A high-performance similarity search engine that runs entirely on the local machine. Finds the most similar items to a given query from a large dataset without cloud dependencies, prioritizing privacy and performance.
- Privacy-Focused: All data and computations remain local.
- High Performance & Scalability:
- Support for 1M+ images/content items.
- Efficient handling of multi-TB datasets.
- Optimized for high-throughput disk reads and low-latency search.
- Simple API: Easy-to-use Python API and CLI.
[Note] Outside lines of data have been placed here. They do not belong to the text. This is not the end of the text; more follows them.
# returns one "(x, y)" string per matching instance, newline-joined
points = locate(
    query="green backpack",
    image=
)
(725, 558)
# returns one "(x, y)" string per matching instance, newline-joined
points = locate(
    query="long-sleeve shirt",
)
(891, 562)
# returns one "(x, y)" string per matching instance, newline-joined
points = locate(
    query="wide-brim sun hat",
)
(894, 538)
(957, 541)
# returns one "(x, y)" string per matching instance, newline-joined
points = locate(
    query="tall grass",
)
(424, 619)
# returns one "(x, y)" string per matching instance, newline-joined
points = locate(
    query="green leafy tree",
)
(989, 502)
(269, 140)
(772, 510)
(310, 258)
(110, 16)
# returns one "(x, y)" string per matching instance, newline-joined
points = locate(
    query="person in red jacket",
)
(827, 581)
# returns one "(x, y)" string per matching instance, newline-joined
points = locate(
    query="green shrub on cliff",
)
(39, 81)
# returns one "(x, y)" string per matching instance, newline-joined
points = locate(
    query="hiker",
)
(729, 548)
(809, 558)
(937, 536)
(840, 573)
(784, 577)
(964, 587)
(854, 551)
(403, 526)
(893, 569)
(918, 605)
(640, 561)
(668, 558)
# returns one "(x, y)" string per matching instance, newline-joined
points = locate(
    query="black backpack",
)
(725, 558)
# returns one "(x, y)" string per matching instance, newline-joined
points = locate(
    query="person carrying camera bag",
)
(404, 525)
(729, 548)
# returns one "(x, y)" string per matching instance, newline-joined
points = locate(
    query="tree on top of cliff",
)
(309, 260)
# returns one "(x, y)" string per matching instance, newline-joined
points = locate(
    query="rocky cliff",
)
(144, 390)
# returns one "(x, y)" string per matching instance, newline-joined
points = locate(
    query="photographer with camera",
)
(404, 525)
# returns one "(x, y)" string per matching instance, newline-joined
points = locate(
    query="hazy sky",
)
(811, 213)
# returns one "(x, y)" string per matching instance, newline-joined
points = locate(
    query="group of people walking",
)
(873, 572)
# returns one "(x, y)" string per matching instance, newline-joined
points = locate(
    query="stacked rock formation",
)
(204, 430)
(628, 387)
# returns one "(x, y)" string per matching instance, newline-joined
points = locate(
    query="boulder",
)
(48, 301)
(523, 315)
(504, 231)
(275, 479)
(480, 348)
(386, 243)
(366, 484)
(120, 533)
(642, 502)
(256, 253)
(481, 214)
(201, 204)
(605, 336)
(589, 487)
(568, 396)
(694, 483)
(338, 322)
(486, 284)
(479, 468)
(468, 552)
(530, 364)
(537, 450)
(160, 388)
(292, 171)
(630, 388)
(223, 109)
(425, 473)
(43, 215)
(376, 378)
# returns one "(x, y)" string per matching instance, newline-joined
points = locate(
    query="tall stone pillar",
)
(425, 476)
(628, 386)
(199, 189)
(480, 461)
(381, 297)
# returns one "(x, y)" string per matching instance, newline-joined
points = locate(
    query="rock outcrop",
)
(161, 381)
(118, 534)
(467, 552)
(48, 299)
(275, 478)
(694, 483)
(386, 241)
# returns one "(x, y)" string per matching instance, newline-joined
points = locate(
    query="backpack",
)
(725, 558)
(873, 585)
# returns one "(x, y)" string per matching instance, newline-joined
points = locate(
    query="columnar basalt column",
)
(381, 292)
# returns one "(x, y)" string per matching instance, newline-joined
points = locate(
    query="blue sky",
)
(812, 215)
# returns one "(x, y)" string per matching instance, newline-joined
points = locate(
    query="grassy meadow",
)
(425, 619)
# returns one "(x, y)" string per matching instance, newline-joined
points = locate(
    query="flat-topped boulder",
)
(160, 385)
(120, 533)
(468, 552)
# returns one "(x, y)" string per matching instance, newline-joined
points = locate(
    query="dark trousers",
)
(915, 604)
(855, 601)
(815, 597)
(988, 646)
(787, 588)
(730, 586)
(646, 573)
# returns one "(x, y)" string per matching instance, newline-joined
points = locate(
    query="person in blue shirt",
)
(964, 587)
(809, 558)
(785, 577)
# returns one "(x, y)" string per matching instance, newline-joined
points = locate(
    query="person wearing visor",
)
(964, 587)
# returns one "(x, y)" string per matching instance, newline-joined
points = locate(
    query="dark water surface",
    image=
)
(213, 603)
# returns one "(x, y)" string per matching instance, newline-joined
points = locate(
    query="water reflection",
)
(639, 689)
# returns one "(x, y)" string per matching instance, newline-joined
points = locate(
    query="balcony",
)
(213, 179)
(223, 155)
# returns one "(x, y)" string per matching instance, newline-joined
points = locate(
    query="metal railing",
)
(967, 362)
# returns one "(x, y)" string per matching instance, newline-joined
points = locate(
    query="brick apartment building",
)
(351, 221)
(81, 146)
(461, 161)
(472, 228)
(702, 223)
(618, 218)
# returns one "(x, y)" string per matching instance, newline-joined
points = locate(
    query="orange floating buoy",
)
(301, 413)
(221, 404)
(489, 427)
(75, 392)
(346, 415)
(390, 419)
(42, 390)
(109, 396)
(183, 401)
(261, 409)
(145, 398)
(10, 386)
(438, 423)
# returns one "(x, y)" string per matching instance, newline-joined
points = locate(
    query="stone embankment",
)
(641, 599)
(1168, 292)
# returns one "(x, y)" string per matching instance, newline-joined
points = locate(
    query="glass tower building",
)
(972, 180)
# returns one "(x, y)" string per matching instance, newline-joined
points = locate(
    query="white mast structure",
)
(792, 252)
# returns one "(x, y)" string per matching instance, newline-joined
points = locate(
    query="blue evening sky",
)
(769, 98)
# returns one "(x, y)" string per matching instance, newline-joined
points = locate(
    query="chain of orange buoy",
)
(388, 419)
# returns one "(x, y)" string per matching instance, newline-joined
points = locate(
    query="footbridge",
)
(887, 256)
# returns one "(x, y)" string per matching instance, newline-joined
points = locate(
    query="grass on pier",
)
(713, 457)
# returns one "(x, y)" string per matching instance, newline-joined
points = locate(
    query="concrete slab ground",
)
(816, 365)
┌────────────────────────────────────────────────────┐
│ main.py (CLI: ingest / search / create-index) │
├────────────────────────────────────────────────────┤
│ similarity_engine.py (SimilarityEngine) │
│ ├── Lazy CLIP model loading (open_clip) │
│ ├── Parallel ingestion pipeline │
│ ├── IVF-PQ index creation │
│ └── Cross-modal search (image + text) │
├────────────────────────────────────────────────────┤
│ ingestion.py │
│ ├── ImageBatchIterator (lazy dir walk) │
│ ├── ThreadPool image loading & preprocessing │
│ └── Batched CLIP inference (GPU/CPU) │
├────────────────────────────────────────────────────┤
│ LanceDB (disk-backed, memory-mapped, Arrow) │
│ └── IVF-PQ index for sub-100ms ANN search │
└────────────────────────────────────────────────────┘
| Component | Technology | Why |
|---|---|---|
| Vector Store | LanceDB | Disk-native, memory-mapped, zero-copy, handles data >> RAM |
| Embeddings | CLIP ViT-B/32 (open_clip) | Strong image+text embeddings, runs locally |
| Indexing | IVF-PQ (LanceDB built-in) | Sub-100ms search at million scale |
| Parallel I/O | concurrent.futures | ThreadPool for I/O, batched GPU inference |
- Query Latency: < 100ms for ANN search at 1M+ scale.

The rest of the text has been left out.